Tracfin a reçu plus de 200.000 DS en 2024, un record
Tracfin vient de publier son rapport annuel consacré à l’activité déclarative en 2024.
Comme nous l’avions fait l’an dernier, nous vous proposons une synthèse et une analyse des évolutions mentionnées dans le rapport, replacées dans leur contexte juridique, opérationnel et stratégique. Ce travail vise à fournir un outil de compréhension pour les professionnels soumis à la LCB-FT, les autorités de supervision, les analystes et les décideurs publics.
Ce rapport ne se limite pas à un simple relevé statistique. Il révèle les transformations structurelles, les zones de tension, les bonnes pratiques émergentes, mais aussi les angles morts persistants. Les données déclaratives y sont analysées dans une perspective systémique : qui déclare ? Pourquoi ? Comment ? Et avec quelle efficacité ?

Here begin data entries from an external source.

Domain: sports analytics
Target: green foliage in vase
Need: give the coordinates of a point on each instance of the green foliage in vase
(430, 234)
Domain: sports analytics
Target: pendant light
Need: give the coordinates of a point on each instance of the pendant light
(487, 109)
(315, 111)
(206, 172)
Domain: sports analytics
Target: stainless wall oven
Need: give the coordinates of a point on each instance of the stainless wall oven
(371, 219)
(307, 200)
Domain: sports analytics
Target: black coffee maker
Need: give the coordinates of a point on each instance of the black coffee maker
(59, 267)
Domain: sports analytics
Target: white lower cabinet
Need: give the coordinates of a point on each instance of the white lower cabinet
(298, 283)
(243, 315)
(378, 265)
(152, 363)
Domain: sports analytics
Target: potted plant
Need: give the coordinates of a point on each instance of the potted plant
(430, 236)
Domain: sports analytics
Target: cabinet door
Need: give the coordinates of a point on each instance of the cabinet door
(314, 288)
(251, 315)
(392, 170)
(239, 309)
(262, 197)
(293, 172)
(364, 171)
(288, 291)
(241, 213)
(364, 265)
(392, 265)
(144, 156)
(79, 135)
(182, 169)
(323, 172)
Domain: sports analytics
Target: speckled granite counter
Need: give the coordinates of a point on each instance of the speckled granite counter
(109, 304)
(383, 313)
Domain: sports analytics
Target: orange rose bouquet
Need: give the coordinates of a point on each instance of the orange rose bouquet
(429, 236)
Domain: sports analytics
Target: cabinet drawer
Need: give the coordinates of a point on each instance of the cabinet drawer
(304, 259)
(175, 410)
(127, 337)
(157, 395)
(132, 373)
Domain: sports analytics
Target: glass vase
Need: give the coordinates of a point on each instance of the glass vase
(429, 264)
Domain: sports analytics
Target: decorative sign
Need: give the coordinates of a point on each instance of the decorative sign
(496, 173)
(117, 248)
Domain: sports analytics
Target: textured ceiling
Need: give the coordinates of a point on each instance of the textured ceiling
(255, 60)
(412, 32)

Une dynamique globale de croissance du dispositif
Le premier enseignement du rapport est l’explosion du volume déclaratif : plus de 215 000 déclarations reçues, soit +13 % par rapport à 2023 et +100 % en quatre ans. Cet essor est porté en grande partie par la digitalisation des outils, la prise de conscience accrue des acteurs, et l’entrée en scène de nouveaux secteurs comme les PSAN.
Cependant, cette croissance n’est pas homogène. Les acteurs financiers sont à l’origine de 93 % des signalements. Les professions non-financières demeurent largement en retrait. Cette polarisation pose une question stratégique : comment étendre efficacement la culture déclarative à tous les maillons de la chaîne économique ?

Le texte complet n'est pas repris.